Parents must learn to talk honestly with children at an early age. Talking about everything includes answering questions about sex. With young children, these questions and answers will be short and simple. All children are different. They develop individually and ask questions at different ages. When a question is asked, it should be answered simply. Parents who say, "Wait 'till you're older and I'll tell you that," find that the time for answering questions doesn't seem to come again. Other parents go into involved explanations which the child neither wants nor understands. Simple answers are sufficient.

Honesty is of utmost importance. Children soon learn whether they can trust their parents' answers. If so, they will continue to discuss questions and problems with them. If not, they will stop asking questions. Instead, they will ask their friends and get misinformation from hem and from magazines, movies, etc.

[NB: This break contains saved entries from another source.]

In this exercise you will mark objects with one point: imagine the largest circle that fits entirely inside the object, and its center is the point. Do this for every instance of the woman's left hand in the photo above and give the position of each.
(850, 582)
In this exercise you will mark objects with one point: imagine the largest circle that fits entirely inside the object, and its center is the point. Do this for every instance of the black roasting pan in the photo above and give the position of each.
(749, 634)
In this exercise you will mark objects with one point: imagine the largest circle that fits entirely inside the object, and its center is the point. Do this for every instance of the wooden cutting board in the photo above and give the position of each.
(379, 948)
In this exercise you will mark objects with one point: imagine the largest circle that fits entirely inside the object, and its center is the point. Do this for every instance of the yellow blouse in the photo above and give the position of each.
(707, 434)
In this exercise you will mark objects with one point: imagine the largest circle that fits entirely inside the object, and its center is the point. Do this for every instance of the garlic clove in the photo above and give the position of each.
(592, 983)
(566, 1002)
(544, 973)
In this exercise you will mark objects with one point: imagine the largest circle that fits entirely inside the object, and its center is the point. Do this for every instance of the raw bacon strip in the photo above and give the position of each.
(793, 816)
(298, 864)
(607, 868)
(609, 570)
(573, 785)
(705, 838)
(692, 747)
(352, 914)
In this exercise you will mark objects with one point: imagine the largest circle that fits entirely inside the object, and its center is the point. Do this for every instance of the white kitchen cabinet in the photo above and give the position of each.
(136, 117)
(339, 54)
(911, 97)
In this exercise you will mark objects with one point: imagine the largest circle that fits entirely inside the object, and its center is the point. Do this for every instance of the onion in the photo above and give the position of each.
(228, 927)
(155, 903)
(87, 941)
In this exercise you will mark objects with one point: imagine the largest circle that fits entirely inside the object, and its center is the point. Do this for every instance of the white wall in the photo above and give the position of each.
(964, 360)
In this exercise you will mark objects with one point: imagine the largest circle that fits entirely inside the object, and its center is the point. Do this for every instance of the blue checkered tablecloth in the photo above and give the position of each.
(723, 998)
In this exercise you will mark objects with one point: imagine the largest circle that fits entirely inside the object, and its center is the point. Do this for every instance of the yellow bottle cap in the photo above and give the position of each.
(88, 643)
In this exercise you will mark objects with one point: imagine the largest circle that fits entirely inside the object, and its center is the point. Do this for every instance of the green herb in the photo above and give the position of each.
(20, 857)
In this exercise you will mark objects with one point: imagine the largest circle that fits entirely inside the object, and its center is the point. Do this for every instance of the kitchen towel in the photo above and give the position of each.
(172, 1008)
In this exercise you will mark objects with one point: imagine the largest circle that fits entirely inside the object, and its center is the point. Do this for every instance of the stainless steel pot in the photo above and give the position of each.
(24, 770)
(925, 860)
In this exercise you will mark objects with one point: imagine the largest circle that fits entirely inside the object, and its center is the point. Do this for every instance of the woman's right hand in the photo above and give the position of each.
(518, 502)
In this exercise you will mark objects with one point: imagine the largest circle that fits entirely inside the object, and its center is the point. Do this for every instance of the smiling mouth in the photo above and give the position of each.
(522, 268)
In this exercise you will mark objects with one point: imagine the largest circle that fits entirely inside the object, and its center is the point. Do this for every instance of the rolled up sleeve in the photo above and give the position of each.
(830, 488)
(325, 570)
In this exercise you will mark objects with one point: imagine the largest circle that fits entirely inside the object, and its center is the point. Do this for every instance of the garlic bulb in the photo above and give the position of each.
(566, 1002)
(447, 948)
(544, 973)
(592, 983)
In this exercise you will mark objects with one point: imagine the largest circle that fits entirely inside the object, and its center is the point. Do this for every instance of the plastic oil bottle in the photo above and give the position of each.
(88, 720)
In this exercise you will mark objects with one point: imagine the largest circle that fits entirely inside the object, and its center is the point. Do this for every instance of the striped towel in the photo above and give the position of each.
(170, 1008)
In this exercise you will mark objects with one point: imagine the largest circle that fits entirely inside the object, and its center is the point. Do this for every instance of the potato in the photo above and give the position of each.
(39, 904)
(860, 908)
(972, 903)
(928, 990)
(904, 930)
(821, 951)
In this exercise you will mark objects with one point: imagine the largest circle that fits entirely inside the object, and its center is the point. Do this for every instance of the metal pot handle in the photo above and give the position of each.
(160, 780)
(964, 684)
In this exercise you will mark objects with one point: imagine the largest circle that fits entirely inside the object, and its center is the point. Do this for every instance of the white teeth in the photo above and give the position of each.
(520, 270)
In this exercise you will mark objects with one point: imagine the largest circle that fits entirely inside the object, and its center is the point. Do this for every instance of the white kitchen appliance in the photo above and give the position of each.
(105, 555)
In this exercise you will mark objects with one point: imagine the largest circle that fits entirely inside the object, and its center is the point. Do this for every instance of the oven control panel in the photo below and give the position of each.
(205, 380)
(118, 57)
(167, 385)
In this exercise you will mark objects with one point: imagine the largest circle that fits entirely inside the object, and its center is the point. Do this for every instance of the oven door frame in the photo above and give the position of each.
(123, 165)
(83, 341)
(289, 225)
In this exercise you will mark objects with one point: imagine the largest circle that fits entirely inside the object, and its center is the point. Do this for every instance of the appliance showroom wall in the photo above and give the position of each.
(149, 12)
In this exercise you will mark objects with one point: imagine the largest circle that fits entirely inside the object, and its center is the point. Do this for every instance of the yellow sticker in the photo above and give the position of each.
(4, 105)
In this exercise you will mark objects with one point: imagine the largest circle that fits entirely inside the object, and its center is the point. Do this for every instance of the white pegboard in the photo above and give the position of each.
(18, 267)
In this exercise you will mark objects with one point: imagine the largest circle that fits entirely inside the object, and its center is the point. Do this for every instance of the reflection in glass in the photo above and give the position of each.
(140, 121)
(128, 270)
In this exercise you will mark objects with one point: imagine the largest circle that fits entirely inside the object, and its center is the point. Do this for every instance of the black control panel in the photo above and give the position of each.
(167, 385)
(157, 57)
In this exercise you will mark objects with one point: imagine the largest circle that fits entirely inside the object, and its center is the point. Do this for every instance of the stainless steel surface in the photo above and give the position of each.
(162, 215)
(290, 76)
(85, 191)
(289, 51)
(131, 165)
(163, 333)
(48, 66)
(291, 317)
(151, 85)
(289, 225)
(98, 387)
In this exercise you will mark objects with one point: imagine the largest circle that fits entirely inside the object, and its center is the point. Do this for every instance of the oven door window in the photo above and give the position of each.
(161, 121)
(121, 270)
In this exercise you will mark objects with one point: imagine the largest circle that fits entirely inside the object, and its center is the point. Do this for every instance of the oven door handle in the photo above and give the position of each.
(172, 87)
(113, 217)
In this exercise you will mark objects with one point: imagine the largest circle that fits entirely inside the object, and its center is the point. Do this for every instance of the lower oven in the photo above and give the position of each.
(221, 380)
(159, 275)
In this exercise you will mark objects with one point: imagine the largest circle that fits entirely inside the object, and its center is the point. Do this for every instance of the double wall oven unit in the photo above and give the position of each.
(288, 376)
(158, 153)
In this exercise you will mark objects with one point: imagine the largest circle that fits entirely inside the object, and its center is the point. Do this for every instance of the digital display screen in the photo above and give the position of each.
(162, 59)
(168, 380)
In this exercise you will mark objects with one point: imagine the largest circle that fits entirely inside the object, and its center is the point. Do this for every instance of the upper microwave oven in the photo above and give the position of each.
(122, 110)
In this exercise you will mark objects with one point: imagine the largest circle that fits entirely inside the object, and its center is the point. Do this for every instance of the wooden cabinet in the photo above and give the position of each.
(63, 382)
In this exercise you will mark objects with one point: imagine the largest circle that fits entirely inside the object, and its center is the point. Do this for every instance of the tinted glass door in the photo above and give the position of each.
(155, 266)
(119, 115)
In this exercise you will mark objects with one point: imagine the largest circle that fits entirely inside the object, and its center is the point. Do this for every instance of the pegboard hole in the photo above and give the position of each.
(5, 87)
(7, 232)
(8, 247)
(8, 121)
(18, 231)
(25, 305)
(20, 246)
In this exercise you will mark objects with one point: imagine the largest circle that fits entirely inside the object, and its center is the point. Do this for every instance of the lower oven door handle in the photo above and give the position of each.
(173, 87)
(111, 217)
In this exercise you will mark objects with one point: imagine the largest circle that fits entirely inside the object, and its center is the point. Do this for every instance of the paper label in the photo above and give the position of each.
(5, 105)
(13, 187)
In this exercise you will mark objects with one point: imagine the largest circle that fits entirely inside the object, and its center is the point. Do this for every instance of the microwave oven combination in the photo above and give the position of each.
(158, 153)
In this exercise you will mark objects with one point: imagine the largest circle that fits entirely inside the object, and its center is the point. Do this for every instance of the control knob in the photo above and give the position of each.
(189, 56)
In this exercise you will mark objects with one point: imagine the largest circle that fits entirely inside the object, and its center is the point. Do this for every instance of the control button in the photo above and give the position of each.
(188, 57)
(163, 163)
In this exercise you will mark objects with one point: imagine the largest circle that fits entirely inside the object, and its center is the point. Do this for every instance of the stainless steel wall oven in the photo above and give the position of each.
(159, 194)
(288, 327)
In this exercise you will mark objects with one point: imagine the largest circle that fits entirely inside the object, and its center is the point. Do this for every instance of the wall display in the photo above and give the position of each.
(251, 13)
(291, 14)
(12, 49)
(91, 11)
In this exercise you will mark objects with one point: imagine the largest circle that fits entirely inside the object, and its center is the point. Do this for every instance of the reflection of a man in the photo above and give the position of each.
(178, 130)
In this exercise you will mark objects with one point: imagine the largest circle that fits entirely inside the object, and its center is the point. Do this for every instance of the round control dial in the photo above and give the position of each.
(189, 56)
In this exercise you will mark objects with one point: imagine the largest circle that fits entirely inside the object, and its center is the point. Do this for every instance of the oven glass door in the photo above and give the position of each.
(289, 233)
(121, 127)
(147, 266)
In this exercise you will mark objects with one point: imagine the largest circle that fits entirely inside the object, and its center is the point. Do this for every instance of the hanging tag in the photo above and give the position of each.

Children often have a way of asking questions at a time which causes the parent embarrassment. For example, "Why s the lady fat?" asked about a pregnant woman in the grocery store which causes the parent to want to say "Shh!" A simple explanation will satisfy the child. Willingness to give young children direct honest answers builds a foundation for good communication. Early questions include wanting to know where babies come from, how they get started, how they get out, and whether birth hurts either baby or mother.

Early School Years

Young school age children are busy people with expanding horizons. They are learning in the more structured situation at school and are beginning to explore ideas. Their interest in sexual questions continues to exist as does interest in other things. Developing friendships and relationships with teachers and others leads to more emphasis on the world away from home. Yet home and parents are where the child returns to share joys and troubles. An understanding listening parent encourages the child to talk about this expanding world. The child continues to grow and learn about himself and life and to solve simple problems which he confronts.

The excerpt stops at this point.